Come to think of it, this family does a lot of “borrowing” and not feeling bad about it. Blake follows Ray’s plan, but makes course corrections, and all without dropping a plane in the ocean. She nearly dies, and requires saving by Ray, who is not…gonna…lose another daughter to drowning.
We’re splitting hairs here. If San Andreas is the villain, then I guess the tsunami is the henchman? If Mother Nature is the villain, then there’s no henchman. Maybe you can count the guys looting the TVs, who subsequently have their looted truck looted by Ray. OK, maybe Riddick is the henchman? No, he’s as much a victim of the quakes as the thousands of others who die. One point for confusing me enough.
The best stunt work comes inside the collapsing Riddick Tower, where Blake is trapped underwater and Ray is desperate to save her. I am always amazed by the breath-holding capabilities of cinema’s great heroes.

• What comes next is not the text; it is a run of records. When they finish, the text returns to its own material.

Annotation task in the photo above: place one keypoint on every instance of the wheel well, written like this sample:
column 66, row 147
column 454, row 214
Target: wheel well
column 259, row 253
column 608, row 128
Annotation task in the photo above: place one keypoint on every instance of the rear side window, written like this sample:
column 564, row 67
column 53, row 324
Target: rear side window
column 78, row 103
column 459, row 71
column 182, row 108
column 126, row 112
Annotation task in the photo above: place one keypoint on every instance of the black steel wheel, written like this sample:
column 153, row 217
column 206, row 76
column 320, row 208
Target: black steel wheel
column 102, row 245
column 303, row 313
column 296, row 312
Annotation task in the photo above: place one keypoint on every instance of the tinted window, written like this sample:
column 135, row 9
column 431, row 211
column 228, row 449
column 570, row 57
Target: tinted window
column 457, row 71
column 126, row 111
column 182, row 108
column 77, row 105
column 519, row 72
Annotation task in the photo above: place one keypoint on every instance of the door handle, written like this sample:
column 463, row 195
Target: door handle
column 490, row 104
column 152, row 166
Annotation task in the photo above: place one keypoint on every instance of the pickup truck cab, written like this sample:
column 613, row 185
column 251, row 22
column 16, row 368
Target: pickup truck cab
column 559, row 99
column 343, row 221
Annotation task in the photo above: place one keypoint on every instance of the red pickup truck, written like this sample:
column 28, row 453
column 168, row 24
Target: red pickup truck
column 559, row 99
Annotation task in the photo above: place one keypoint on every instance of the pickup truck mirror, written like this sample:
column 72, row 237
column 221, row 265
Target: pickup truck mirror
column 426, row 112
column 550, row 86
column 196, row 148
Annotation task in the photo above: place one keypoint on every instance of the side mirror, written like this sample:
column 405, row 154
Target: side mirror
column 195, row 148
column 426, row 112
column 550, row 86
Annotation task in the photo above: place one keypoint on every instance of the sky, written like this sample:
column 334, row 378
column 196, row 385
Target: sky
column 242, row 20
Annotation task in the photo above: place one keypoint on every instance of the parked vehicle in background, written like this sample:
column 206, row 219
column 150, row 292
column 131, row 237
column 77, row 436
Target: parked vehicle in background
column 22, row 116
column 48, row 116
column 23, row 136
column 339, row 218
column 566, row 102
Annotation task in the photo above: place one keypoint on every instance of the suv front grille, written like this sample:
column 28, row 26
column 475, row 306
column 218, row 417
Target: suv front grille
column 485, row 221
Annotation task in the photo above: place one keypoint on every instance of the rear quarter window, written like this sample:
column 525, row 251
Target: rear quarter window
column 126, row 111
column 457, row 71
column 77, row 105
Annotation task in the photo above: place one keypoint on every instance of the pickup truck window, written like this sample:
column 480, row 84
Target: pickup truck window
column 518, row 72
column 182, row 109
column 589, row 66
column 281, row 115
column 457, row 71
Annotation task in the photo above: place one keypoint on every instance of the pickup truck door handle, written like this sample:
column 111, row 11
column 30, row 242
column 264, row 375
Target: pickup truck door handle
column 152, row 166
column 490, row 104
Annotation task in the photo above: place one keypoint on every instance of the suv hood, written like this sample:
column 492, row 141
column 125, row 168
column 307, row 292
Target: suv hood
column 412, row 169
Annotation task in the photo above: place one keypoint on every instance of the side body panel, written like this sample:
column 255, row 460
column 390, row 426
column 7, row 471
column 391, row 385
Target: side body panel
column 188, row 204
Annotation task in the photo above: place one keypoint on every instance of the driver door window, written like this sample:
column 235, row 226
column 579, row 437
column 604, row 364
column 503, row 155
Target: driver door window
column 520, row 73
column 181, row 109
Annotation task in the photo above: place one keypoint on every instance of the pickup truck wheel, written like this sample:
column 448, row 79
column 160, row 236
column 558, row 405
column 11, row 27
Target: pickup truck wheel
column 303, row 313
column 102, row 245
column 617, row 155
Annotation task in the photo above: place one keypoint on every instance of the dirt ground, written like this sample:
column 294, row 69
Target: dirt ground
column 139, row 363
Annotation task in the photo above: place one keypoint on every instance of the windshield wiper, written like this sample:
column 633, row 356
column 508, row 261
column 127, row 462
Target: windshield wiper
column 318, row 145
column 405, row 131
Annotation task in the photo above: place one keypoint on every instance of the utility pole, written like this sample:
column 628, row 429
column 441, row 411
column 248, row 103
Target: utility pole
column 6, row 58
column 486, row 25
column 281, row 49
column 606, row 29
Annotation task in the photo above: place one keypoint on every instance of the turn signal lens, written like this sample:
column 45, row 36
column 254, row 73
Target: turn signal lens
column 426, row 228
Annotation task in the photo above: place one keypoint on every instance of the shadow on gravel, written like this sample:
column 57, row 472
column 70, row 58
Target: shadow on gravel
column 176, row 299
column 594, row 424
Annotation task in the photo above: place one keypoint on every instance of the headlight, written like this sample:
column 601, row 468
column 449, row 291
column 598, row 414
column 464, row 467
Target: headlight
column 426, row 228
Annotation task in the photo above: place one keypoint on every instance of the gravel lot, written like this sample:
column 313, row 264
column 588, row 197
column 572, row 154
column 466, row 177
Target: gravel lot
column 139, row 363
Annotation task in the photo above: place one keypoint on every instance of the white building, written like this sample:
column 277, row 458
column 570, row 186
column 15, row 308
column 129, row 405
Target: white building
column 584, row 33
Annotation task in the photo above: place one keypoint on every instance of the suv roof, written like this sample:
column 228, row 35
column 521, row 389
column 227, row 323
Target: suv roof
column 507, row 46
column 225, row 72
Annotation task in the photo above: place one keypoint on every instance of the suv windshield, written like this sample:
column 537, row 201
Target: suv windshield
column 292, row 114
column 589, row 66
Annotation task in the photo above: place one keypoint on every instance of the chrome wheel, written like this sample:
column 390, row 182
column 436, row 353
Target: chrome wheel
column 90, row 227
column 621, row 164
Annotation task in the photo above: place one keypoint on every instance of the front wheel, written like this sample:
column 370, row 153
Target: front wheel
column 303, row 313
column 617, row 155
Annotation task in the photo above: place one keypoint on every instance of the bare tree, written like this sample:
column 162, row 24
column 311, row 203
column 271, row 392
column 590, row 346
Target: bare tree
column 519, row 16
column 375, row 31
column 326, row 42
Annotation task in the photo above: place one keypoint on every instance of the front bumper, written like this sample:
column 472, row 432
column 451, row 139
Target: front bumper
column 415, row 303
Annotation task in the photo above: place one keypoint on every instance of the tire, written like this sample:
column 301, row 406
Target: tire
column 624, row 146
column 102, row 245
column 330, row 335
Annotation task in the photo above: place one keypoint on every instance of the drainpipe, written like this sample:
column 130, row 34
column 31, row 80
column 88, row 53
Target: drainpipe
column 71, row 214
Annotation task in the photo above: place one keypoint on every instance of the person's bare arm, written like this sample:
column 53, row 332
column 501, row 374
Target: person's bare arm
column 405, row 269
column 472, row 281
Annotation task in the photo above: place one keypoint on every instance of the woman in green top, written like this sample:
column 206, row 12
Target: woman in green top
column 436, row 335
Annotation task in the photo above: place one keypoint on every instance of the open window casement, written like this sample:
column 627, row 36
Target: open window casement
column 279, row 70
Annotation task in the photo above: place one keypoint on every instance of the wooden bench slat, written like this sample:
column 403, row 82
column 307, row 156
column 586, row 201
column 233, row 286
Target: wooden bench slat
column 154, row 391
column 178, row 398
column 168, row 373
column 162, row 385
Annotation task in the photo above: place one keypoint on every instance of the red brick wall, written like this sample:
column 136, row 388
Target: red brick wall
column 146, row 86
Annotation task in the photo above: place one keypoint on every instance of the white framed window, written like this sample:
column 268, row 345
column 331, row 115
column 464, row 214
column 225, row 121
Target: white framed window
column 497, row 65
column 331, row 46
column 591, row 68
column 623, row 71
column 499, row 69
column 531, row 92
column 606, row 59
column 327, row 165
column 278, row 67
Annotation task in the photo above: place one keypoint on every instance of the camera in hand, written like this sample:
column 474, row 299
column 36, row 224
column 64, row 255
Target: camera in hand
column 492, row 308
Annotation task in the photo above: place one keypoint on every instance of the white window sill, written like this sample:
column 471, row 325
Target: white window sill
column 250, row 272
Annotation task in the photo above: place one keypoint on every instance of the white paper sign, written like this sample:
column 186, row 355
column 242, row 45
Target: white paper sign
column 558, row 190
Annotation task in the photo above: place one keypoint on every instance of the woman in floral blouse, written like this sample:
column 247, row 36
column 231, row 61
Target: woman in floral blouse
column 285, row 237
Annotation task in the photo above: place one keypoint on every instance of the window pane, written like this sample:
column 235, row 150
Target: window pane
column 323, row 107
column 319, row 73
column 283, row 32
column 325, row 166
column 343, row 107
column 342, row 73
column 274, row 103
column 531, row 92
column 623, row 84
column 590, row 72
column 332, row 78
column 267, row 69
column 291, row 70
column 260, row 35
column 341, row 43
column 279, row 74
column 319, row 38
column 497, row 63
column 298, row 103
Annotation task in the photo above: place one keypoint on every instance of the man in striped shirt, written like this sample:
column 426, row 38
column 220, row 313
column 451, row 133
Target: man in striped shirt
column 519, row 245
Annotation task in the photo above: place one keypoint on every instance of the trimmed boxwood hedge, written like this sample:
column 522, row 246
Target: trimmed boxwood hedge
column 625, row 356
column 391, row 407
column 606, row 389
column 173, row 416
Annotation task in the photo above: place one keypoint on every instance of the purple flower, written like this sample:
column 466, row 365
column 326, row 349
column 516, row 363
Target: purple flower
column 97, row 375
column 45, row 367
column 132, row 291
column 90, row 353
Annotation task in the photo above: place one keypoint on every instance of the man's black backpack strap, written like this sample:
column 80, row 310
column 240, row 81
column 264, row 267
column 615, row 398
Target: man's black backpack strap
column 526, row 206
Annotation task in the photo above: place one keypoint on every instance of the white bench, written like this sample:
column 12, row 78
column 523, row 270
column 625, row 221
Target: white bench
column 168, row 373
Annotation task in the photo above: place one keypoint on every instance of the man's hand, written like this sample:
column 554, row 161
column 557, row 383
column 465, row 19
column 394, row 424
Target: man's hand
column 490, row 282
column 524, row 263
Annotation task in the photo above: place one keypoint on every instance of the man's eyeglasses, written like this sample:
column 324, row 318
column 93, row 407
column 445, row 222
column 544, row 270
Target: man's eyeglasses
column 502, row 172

In San Andreas such characters do not disappoint. In the movie’s first scene Ray and his team dangle from a hilo when saving the woman trapped in her cliff-dangling car. Unfortunately, I think most of the dangerous-looking stuff came to us through courtesy of the computers.
I mentioned it before. Blake nearly drowns in the tower in front of her dad. She was nearly daughter #2 to go down that way. Ray just won’t give up, dammit, and he pumps her chest again and again to bring her back. Twice I actually thought she would die. No really, I did! The filmmakers greatly upped the tension and made the movie about the people and not the destruction.

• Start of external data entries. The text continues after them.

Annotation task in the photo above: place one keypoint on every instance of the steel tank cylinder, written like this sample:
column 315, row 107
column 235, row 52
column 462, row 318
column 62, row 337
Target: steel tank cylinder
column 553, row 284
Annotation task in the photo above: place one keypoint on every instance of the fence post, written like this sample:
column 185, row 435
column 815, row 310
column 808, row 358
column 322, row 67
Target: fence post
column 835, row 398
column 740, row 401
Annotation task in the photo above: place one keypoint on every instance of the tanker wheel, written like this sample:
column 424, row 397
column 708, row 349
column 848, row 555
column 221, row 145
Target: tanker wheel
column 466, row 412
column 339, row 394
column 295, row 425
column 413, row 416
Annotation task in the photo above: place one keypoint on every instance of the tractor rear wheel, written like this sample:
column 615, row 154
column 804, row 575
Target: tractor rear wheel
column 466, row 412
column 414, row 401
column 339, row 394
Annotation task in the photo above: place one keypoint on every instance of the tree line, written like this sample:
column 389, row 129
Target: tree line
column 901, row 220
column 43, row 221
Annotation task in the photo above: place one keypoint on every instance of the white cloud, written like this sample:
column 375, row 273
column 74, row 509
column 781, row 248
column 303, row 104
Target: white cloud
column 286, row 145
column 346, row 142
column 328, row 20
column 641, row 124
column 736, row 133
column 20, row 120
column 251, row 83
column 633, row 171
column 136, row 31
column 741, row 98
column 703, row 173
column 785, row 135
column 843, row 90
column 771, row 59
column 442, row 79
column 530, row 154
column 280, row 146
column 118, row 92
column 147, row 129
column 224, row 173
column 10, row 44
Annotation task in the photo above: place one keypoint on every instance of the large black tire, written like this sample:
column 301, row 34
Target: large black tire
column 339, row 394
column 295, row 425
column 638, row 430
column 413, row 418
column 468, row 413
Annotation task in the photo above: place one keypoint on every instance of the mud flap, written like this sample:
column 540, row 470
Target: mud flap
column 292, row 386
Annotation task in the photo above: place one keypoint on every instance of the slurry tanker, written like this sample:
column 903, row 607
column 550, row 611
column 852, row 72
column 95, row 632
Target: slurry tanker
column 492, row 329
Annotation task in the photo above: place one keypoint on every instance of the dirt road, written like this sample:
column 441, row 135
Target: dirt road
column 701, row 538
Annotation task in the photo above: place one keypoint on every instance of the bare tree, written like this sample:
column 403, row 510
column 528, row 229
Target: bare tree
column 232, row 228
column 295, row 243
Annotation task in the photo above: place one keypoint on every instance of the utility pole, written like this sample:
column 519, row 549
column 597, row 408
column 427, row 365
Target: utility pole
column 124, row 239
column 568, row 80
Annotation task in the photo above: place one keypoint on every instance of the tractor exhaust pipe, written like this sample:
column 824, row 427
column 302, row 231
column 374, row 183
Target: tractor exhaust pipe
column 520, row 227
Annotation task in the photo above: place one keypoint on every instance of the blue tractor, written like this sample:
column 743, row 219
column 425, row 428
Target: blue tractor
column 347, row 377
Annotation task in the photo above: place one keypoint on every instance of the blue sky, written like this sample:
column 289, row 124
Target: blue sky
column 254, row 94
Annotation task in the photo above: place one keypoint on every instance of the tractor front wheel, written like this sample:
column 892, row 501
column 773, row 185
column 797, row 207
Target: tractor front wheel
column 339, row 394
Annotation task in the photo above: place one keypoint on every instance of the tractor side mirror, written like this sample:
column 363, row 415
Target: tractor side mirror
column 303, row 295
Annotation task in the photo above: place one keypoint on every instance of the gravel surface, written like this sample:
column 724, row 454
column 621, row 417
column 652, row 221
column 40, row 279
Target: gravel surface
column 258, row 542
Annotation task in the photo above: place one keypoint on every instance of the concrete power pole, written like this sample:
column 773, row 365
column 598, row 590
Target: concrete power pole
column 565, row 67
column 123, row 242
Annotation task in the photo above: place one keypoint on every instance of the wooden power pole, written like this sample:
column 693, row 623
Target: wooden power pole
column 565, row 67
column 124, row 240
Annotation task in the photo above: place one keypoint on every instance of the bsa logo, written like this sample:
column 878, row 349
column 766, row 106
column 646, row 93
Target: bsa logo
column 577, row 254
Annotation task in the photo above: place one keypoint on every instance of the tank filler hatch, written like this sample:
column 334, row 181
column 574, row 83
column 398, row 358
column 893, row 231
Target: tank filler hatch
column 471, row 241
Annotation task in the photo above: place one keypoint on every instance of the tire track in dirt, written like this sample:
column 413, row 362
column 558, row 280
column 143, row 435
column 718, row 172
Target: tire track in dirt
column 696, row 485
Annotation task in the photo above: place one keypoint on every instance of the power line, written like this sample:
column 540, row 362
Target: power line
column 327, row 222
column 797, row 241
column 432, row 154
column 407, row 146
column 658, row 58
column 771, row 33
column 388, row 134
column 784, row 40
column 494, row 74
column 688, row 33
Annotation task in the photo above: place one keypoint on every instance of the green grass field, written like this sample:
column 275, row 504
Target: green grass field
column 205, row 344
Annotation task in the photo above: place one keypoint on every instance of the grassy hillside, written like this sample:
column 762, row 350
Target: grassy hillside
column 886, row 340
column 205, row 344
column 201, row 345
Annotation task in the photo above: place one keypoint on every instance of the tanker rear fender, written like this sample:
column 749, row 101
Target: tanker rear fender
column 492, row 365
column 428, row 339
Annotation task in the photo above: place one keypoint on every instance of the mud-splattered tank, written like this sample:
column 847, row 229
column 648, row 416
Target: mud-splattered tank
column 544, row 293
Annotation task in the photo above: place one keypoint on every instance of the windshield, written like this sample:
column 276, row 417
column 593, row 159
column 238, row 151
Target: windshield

None. No, wait, I remember one. The girl from the opening scene, she keeps looking away from the road, and you think she’ll smash into oncoming traffic, but she falls off the cliff when the first quake hits. That was unexpected, and funny. No jokes after that. Oh wait, there was another one, when Emma calls Daniel to use the one f-bomb allowed in PG-13 movies. That was pretty good. And the second base joke made me chuckle. Its predictability nearly ruined it though.
When a movie gets titled San Andreas, it’s gonna be in California. That state is home to two world-class, world-famous cities with iconic skylines, so it is ripe for destruction. This movie would not work as well if the fault ran near Houston or Denver. On a macro scale the movie gets high marks. I liked the climax taking place inside the building designed by the cowardly Daniel Riddick. It could have been any building. I also enjoyed the Ray and Emma parachute landing in AT&T Park. The setting neither made nor broke the movie.
Little overt statements here. Rich people are jerks. Firemen are helpful. Stores will be looted by gun-wielding assholes during a crisis. This last qualifies as the most provocative aspect. Ray states that they will rebuild after the quake. His statement is something we need to say to ourselves now, before our infrastructure crumbles from another actual disaster.
Aside from the standard California-is-mostly-populated-by-white-people crap, San Andreas avoids offending. But that first thing is so endemic to Hollywood that it’s hard sometimes to remember that it exists. The movie uses more English characters than non-white characters, in California, a state without racial majority. I mean, come on.
- San Andreas deserves (1) bonus point for its excellent use of big sets and solid cinematography. They did not resort to cheap editing for thrills.
- Minus (-1) for being so woefully unfunny. Paul Giamatti was funnier by accident that the intentional jokes, mostly because he’s Paul Giamatti, but, as they say in sports, a win is a win. A joke is a joke.
- Minus (-1) for Ray so casually pilfering motor vehicles. He’s not that kind of guy, but showed no remorse for it.
Summary (38/68): 56%
The good news: San Andreas ranks very highly on the best earthquake movies. The bad news: There’s maybe eight of those. It’s effects are interesting enough to warrant a big-screen viewing, but I don’t think it will hold well on your TV.